Conclusion: According to our research, this case is the first report of a patient with heterotaxy syndrome and a sinus venosus type atrial septal defect. This case augments the available information about the variations of this rare syndrome.
INTRODUCTION
Heterotaxy syndrome is a rare abnormality—0.81 per 10,000 births—in which the right-left axis of the thoracoabdominal organs is reversed during embryologic development.1 Many anatomic variations of the organs are seen in patients with heterotaxy syndrome, principally cardiovascular malformations, intestinal malformations, asplenia/polysplenia, and inferior vena cava anomalies. Situs solitus is the medical term used to describe organs in their normal arrangement in the thorax and abdomen. Organ displacement in the mirror image of the normal is called situs inversus totalis. Situs ambiguus is the term used for variations of organ and vasculature localization. The terms situs ambiguus and heterotaxy syndrome are used interchangeably. Because every case of situs ambiguus is unique, patients must be evaluated individually.2 Polysplenia syndrome is a congenital condition characterized by multiple spleens and is a type of heterotaxy syndrome. Anatomically, polysplenia syndrome is characterized by multiple splenules without a larger parent spleen, occurring either on one side of the body or dispersed on both sides. Polysplenia syndrome is associated with congenital heart disease and with gastrointestinal, genitourinary, and vascular abnormalities.
Because heterotaxy is a rare disorder, evidence-based data for diagnosis, treatment, and follow-up are insufficient. We present the case of a 42-year-old male with an incidental finding of heterotaxy polysplenia syndrome in which the inferior vena cava was continuous with the azygous vein.
CASE REPORT
A 42-year-old male presented to the internal medicine outpatient clinic to obtain a second opinion on his liver enzyme levels. Moderate liver enzyme elevation and hyperlipidemia had been incidentally detected in the patient 3 years prior. During the preceding 3 years, possible causes of liver function abnormality such as hepatitis viruses, Epstein-Barr virus, other infectious agents, autoimmune disorders, metabolic accumulation disorders, and malignancies were ruled out. The patient's medical history included 2 cardiovascular surgeries. When the patient was 7 years old, a sinus venosus type atrial septal defect was corrected. At age 31 years, the patient underwent aortic valve replacement and aortic tube graft placement for aortic regurgitation due to bicuspid aortic valve and ascending aorta aneurysm. The patient's medications were warfarin and atorvastatin only, and he had no additional comorbidities.

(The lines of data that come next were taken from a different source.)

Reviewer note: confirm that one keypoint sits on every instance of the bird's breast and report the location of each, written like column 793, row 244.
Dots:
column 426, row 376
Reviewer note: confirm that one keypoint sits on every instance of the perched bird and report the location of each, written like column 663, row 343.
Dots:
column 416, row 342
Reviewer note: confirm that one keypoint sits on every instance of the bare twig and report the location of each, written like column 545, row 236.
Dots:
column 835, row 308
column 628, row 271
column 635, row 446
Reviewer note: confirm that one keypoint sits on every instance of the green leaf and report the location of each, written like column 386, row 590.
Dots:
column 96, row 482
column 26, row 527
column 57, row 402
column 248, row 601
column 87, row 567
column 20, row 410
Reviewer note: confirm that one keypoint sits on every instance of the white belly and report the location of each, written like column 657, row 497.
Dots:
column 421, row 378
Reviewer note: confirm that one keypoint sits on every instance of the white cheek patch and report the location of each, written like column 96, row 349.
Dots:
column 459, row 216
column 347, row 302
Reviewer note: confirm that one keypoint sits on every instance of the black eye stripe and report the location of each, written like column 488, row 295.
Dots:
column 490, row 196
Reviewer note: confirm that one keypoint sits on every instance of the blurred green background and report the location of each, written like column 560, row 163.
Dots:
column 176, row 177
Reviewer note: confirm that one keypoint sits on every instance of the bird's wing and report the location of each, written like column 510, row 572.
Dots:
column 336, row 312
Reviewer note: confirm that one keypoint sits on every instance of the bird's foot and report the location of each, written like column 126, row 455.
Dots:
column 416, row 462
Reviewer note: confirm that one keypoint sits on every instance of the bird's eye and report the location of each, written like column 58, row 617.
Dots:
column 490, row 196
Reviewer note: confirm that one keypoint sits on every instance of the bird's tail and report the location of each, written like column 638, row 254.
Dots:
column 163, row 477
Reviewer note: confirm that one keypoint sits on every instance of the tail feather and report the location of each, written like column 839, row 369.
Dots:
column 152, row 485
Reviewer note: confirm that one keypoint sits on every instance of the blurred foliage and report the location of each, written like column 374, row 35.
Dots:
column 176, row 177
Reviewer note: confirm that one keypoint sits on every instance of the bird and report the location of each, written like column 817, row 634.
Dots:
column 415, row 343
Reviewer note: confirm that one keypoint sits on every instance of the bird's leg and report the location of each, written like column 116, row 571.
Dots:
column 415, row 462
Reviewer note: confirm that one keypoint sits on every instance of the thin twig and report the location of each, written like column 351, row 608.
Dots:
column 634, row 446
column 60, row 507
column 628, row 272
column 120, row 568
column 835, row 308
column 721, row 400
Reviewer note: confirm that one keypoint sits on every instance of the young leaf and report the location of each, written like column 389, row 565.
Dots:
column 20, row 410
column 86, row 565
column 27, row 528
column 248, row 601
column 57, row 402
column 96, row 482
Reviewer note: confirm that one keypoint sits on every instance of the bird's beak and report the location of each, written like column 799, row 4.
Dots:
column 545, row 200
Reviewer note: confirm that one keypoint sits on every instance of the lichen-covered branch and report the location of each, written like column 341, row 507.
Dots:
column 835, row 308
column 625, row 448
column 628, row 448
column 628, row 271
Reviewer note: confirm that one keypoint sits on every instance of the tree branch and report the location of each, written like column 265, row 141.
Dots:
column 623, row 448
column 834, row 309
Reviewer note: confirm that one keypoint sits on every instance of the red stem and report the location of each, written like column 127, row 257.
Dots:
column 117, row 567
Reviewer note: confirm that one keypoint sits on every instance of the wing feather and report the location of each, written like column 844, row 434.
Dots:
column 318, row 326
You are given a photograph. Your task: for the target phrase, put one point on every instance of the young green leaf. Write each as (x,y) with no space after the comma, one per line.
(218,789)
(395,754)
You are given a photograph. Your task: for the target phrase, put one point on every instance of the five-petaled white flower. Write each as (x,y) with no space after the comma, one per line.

At our clinic, laboratory workup showed alanine aminotransferase of 127 U/L (reference range, 4-36 U/L), aspartate aminotransferase of 109 U/L (reference range, 8-33 U/L), alkaline phosphatase of 25 U/L (reference range, 44-147 U/L), and gamma-glutamyl transferase of 38 U/L (reference range, 0-30 U/L). The patient's physical examination was normal.
An abdominal ultrasound, taken 3 months prior to presentation at our clinic, showed hepatomegaly with a length of 170 mm, as well as a 50-mm mass-like structure of indistinguishable etiology in the lower right region of the liver. At our clinic, contrast-enhanced abdominal computed tomography (CT) showed that the mass-like structure on the right was the stomach, and the liver was completely occupying the right and left upper quadrants of the abdomen, indicating a heterotaxy anomaly (Figure 1). Intrahepatic bile ducts, vena porta branches, and the gallbladder were normal, while the stomach was located on the right instead of the normal left-sided anatomic position.
CT also revealed polysplenia. A total of 8 spleens—the largest of which was 56 × 45 mm—were observed in the right upper quadrant of the abdomen (Figure 2). Functional hyposplenism was not considered because the patient did not have a history of frequent infections.
The pancreas almost completely surrounded the second part of the duodenum and was evaluated as annular pancreas with normal function (Figure 3). Annular pancreas is a rare congenital anomaly characterized by partial or complete circumferential encasement of the second part of the duodenum by a band of pancreatic tissue.3
The gastrointestinal system showed subclinical ileus and intestinal malrotation (Figure 4). The duodenojejunal junction was located posteroinferior to the duodenal bulb and to the left of the midline. Jejunal loops were located in the lower left quadrant, while the ileal loops were located in the upper left quadrant. The cecum was in the normal position but was dilated. The patient had no historic or active complaints about the gastrointestinal system, and his physical examination findings were normal.
The position and size of both kidneys were normal. However, the patient's left renal vein was retroaortic (ie, located behind the aorta, in front of the vertebrae) and drained into the inferior vena cava (Figure 5). Retroaortic left renal vein is an anatomic variant with a reported incidence of 3.6% in a study of 1,856 patients.4 The inferior vena cava was in the normal position to the right of the abdominal aorta, but the liver segment of the inferior vena cava was absent. Hepatic veins drained directly into the right atrium (Figure 6). The inferior vena cava continued as the enlarged azygos vein (Figures 7 and 8).
Another unusual finding was that the patient's hepatic artery branched from the superior mesenteric artery instead of the celiac trunk. The positions of the superior mesenteric artery and superior mesenteric vein were abnormal (Figures 9 and 10), with the superior mesenteric vein rotating from the posterior to the anterior of the superior mesenteric artery at the level of the L3 vertebra.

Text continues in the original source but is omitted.